Duke Evans is an NSA analyst, who is suffering a huge financial burden and is eventually fired. Apparently he inherits a country-house from his grandfather, somewhere in the mountains, and moves there with his family.
On arrival, they discover there is a Mexican who has been renting and maintaining this house for some time. While the police remove this intruder, a plane crashes down in the immediate vicinity.
Slowly, everything starts to fail: cars, electricity, water, communications, television broadcasting. It turns out there is an invasion by China because the US has a trillion-dollar debt and doesn't want to pay it back.
So China claims the right to occupy the US, and this is simply done by using the millions of chips that are incorporated in electronic devices with "Made in China" on them. Through a backdoor, a virus is released in American society after which everything is thrown back in time by 30 years.
Don't expect impressive images of an imploding White House, as in Independence Day, or continuous action as in White House Down. The special effects are limited to a few ugly plumes of smoke that insinuate a plane crash, and a panoramic view of an American city in ruins.
The emphasis in this movie is on the collapse of a society where human values are pushed to the side and the survival instinct comes up, resulting in debauchery and cruelty. Invasion Day shows desperation because of lack of basic needs such as food and water.
Perhaps the idea that an entire continent can be paralysed by disabling its electronic network, is a bit excessive. Yet this is not inconceivable, in this age of hackers, spam, viruses, spyware, malware, Stuxnet, cyber-stalking, DDoS attacks, phishing and e-Fraud. Obviously not on such a large scale, but still disastrous enough.
Ethan Flower takes the lead. For me, he's totally unknown (like most of the cast) who eventually perform well enough, even though he sometimes acts like a dull vegetable. All in all a pleasant and convincing performance.
Asa Wallander is something else, she annoyed me from the beginning.
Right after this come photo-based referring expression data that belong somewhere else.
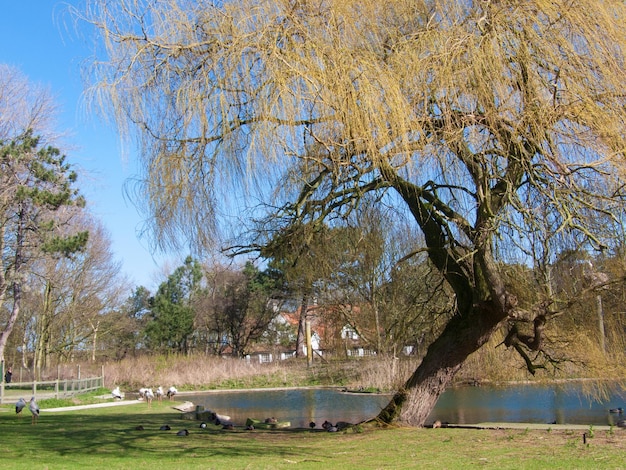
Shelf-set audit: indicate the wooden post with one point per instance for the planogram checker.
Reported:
(309, 347)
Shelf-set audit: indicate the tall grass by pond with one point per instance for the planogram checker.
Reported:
(109, 438)
(492, 363)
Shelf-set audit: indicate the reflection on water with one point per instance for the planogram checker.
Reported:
(562, 404)
(299, 406)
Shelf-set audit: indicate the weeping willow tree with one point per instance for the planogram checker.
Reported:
(469, 115)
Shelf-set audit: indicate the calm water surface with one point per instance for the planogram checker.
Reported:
(562, 404)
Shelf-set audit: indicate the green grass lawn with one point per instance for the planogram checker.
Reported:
(107, 438)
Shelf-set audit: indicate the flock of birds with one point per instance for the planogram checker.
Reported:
(148, 394)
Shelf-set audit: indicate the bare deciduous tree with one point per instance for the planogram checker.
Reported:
(470, 115)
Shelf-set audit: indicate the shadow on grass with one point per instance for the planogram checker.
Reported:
(115, 432)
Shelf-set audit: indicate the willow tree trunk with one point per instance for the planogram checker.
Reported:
(300, 339)
(463, 335)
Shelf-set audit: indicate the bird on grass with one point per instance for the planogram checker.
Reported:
(149, 397)
(34, 410)
(19, 406)
(116, 393)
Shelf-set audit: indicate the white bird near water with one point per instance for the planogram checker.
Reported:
(34, 409)
(149, 396)
(19, 406)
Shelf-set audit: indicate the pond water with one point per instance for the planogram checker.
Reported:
(570, 403)
(562, 404)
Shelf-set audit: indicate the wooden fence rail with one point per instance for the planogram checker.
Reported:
(60, 388)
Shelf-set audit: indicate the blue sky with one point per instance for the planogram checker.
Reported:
(38, 38)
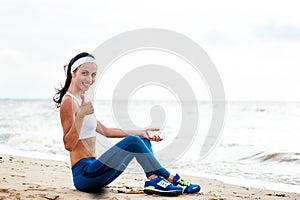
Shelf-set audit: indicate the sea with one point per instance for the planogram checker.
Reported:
(258, 145)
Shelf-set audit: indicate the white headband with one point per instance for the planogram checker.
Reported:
(81, 61)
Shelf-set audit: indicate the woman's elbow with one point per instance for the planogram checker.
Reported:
(68, 146)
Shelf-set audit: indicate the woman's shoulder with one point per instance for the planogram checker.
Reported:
(66, 104)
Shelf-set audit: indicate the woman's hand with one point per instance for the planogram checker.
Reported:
(155, 138)
(86, 108)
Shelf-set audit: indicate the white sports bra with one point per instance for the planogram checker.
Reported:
(89, 124)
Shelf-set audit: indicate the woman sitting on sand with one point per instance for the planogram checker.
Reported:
(80, 127)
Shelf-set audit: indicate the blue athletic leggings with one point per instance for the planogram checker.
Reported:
(91, 174)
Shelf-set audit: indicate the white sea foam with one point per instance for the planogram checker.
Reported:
(259, 140)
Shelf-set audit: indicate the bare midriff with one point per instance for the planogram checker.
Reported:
(85, 148)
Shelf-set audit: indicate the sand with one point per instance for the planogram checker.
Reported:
(29, 178)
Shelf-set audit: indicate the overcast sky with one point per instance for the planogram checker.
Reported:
(254, 44)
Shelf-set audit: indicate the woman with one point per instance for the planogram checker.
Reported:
(80, 128)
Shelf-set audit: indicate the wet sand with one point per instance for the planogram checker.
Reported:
(30, 178)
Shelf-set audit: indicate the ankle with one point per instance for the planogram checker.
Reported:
(171, 178)
(153, 176)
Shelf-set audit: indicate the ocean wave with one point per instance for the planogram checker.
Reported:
(282, 157)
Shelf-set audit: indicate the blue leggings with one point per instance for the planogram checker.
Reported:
(91, 174)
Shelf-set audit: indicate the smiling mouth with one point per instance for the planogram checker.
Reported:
(87, 85)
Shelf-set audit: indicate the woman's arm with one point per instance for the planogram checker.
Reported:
(71, 122)
(119, 133)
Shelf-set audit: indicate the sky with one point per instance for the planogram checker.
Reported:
(254, 44)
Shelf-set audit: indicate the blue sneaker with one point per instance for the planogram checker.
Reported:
(161, 186)
(186, 186)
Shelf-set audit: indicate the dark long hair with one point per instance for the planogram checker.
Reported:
(61, 92)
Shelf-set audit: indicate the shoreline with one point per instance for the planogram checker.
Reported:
(259, 184)
(32, 178)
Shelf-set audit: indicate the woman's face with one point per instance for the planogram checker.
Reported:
(85, 76)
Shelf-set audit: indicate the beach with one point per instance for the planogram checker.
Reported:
(32, 178)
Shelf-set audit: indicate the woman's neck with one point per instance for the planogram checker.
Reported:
(75, 91)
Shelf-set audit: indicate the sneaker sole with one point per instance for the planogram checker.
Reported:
(163, 193)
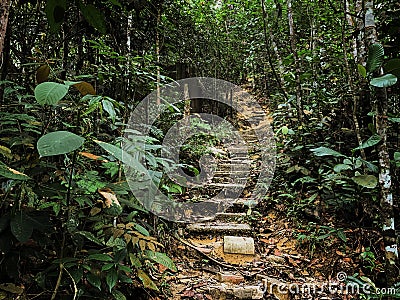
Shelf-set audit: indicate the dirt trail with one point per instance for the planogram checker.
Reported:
(238, 255)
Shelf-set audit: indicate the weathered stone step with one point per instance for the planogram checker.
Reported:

Terrible overacting and sometimes downright bizarre reactions (which of course is a bit the fault of the script). Personally, I would have used a sledgehammer on her.
The best performances for me were Eloy Mendez as the resident Mexican, and William Knight as the elderly neighbour Albert Grimes.
Despite the interesting story, there were still some implausible facts. There are some passenger planes crashing and Duke immediately has the brilliant idea that it's an invasion.
After shattering several cellphones and seeing chips with "Made in China" on them, he immediately concludes that China is responsible.
All in all a pleasant surprise that had some strong content but visually wasn't that overwhelming.